Der neue französische Premierminister stößt bei seiner Kabinettsbildung auf Schwierigkeiten. Mehrere Ministerkandidaten zeigen kein Interesse an einem neuen Job. Die Linke will ein Bündnis für die Parlamentswahlen im Juni schließen

PARIS afp ■ Ein Tauziehen im bürgerlichen Lager hat gestern die Bildung einer französischen Übergangsregierung aus Konservativen und Liberalen verzögert. Mehrere als Minister gehandelte Politiker hatten dem neuen rechtsliberalen Premierminister Jean-Pierre Raffarin in letzter Minute abgesagt. Dieser beriet sich daraufhin fast zwei Stunden lang mit Staatschef Jacques Chirac im Elysée-Palast.

Auf die Frage, ob seine Kabinettsliste feststehe, sagte Raffarin nach dem Treffen lediglich: „Alles läuft gut.“ Ursprünglich sollte die bürgerliche Regierung bereits am Dienstagvormittag präsentiert werden, 24 Stunden nach Raffarins Amtsantritt. Der Bürgermeister von Toulouse, Philippe Douste-Blazy, lehnte eine Beteiligung an der Regierung ab. Er habe seine Stadt nicht verlassen wollen, obwohl ihm Chirac und Raffarin einen wichtigen Ministerposten angeboten hätten, sagte der Politiker der liberalen UDF. Raffarin fordere aber von jedem Minister einen Verzicht auf andere Mandate.

Auch andere Ministerkandidaten winkten ab: Der Fraktionschef von Chiracs neogaullistischer Partei RPR in der Nationalversammlung, Jean-Louis Debré, wollte nach Angaben seiner Vertrauten lieber Bürgermeister von Evreux bleiben, statt Verteidigungsminister zu werden. Dieser Posten sei deswegen Parteichefin Michèle Alliot-Marie angetragen worden. Angeblich erteilte auch der als neuer Finanzminister gehandelte Stahlmanager Francis Mer dem neuen Premier eine Absage. Französischen Medienberichten zufolge war zudem die Stellung des RPR-Politikers Nicolas Sarkozy umstritten. Der 47-Jährige war lange als möglicher Premierminister gehandelt worden.

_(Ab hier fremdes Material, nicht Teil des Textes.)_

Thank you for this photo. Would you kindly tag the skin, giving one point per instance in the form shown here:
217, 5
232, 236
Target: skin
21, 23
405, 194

Aus der Umgebung Raffarins verlautete, wahrscheinlich werde er die Zahl der Schlüsselministerien in seinem Kabinett verringern, voraussichtlich auf etwa 15 Posten. In einem in diesem Jahr veröffentlichten Buch hat Raffarin einen Zehn-Punkte-Katalog vorgelegt, der seine wichtigsten Reformideen umfasst. Darin schlägt er unter anderem vor, kleine Ministerien wie die für Tourismus und Wohnungsbau aufzulösen und deren Kompetenzen den Provinzen zu übertragen.

Die Sozialisten wollten gestern Abend gegen das Chirac-Lager ein Bündnis für die Parlamentswahlen im Juni schmieden. Der Ausgang gilt als völlig offen. Die Sozialisten wollten sich mit den Grünen, den Kommunisten und der Radikalen Linken zusammenschließen. In 45 bis 65 der 555 Wahlkreise im Mutterland wollten diese Parteien demnach nur mit einem einzigen Kandidaten antreten, in 40 bis 50 weiteren Bezirken solle die Zahl der linken Bewerber auf zwei bis drei Kandidaten begrenzt werden. Zunächst war die Rede von noch mehr Einheitskandidaten gewesen.

Nach dem hohen Wahlsieg Chiracs bei der Präsidentschaftswahl am vergangenen Sonntag will knapp die Hälfte der Franzosen einer Umfrage zufolge in der Nationalversammlung für Kandidaten anderer politischer Lager stimmen. Damit wollten die Bürger „für einen Ausgleich“ bei der Verteilung der Macht sorgen, hieß es in der Umfrage. Sollte die Linke die Wahl gewinnen, müsste sich der Konservative Chirac wie in den fünf vergangenen Jahren erneut mit einem Regierungschef aus dem gegnerischen Lager arrangieren.